A book with a mass of 1350 g is sitting on a desk. The ukf between the book and the desk is .45 and the ukf between the book and the desk is .30.
a. how much horizontal force is required to start the book moving across the desk?
b. Once it starts moving, what is the acceleration of the book?
c. If we want the book to move at constant velocity, how much do we need to reduce our original applied force.
a. M*g = 1.35 * 9.8 = 13.2 N. = Wt. of book. = Normal force(Fn).
Fs = us*Fn = 0.45 * 13.2 = 5.95 N.
F-Fs = M*a. F = Fs+M*a = 5.95+M*0 = 5.95 N.

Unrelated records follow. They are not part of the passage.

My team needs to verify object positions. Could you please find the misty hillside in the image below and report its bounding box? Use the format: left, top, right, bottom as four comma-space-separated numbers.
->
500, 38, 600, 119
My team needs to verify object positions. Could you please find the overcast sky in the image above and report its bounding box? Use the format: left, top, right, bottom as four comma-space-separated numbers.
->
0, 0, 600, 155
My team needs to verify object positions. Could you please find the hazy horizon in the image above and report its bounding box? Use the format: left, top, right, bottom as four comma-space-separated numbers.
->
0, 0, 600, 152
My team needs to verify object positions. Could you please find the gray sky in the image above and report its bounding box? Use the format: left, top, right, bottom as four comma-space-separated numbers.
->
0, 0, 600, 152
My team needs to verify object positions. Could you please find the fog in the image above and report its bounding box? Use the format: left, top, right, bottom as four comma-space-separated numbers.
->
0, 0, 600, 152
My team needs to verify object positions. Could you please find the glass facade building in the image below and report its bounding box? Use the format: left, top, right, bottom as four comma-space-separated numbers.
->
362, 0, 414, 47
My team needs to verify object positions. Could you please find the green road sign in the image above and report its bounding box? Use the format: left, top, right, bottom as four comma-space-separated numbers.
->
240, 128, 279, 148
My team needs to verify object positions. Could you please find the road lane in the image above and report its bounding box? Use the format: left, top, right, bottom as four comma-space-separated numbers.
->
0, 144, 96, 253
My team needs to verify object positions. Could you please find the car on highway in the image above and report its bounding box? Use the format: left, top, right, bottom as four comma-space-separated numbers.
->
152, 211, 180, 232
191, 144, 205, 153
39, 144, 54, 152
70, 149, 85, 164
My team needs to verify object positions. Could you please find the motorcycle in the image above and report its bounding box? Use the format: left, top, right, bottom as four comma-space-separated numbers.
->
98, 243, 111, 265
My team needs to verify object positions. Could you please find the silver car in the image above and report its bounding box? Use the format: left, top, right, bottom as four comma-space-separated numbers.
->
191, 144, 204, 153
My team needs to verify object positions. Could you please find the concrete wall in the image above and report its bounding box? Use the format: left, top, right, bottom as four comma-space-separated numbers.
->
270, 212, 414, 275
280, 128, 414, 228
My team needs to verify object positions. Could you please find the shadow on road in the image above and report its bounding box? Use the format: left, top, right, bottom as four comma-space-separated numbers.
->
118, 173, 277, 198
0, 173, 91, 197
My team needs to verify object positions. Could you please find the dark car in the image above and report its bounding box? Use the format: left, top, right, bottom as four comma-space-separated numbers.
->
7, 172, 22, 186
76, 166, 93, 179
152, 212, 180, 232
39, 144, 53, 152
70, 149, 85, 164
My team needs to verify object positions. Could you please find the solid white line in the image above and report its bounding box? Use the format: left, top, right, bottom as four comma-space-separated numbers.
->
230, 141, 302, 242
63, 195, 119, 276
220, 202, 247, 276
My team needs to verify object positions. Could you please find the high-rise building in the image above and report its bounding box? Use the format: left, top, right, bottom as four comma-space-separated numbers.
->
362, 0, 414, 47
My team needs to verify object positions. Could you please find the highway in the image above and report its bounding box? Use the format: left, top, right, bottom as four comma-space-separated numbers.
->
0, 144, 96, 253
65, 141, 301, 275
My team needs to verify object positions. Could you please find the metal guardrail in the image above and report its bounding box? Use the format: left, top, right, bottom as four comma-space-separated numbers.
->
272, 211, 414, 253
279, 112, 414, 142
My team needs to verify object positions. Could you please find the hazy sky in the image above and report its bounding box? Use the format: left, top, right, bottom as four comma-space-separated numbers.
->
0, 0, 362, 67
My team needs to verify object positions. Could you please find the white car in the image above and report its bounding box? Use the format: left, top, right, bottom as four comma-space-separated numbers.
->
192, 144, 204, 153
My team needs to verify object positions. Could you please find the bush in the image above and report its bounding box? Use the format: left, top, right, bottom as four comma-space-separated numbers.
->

b. Fk = uk*Fn = 0.30 * 13.2 = 3.96 N.
F-Fk = M*a. a = (F-Fk)/M.
c. Fap-Fk = M*a.
Fap = Fk+M*a = 3.96 + M*0 = 3.96 N. = Force applied.
Reduction = 5.95-3.96 =
To answer these questions, we need to understand the concepts of friction, force, mass, and acceleration. Let's break down each question step by step:
a. To calculate the horizontal force required to start the book moving across the desk, we need to use the concept of static friction. The formula for static friction is:
F_friction = μ_s * F_normal
where F_friction is the force of friction between two surfaces, μ_s is the coefficient of static friction, and F_normal is the normal force acting on the object in question.
In this case, the normal force is equal to the weight of the book, which can be calculated using the formula:
F_normal = m * g
where m is the mass of the book and g is the acceleration due to gravity (approximately 9.8 m/s^2).
Plugging in the given values, we have:
F_normal = 1.35 kg * 9.8 m/s^2 = 13.23 N
Now, we can calculate the force required to start the book moving:
F_friction_start = μ_s * F_normal
Plugging in the coefficient of static friction (μ_s = 0.45) and the normal force, we get:
F_friction_start = 0.45 * 13.23 N ≈ 5.94 N
Therefore, approximately 5.94 Newtons of force is required to start the book moving across the desk.
b. Once the book starts moving, the force of friction changes from static friction to kinetic friction. The formula for kinetic friction is:
F_friction_kinetic = μ_k * F_normal
where F_friction_kinetic is the force of kinetic friction between two surfaces, μ_k is the coefficient of kinetic friction, and F_normal is the normal force acting on the object.
In this case, the coefficient of kinetic friction (μ_k) is given as 0.30, and the normal force (F_normal) remains the same as before (13.23 N).
Plugging in these values, we get:
F_friction_kinetic = 0.30 * 13.23 N ≈ 3.97 N
Therefore, the force of kinetic friction acting on the book once it starts moving is approximately 3.97 Newtons.
c. If we want the book to move at a constant velocity (which means there is no net force acting on it), the force applied must equal the force of kinetic friction. Using the formula F_applied = F_friction_kinetic, we can calculate how much the applied force needs to be reduced.
F_applied = F_friction_kinetic
F_applied = 3.97 N
As a result, the originally applied force needs to be reduced to approximately 3.97 Newtons to keep the book moving at a constant velocity.
By following these calculations and understanding the concepts of friction, force, mass, and acceleration, you can find the answers to the given questions.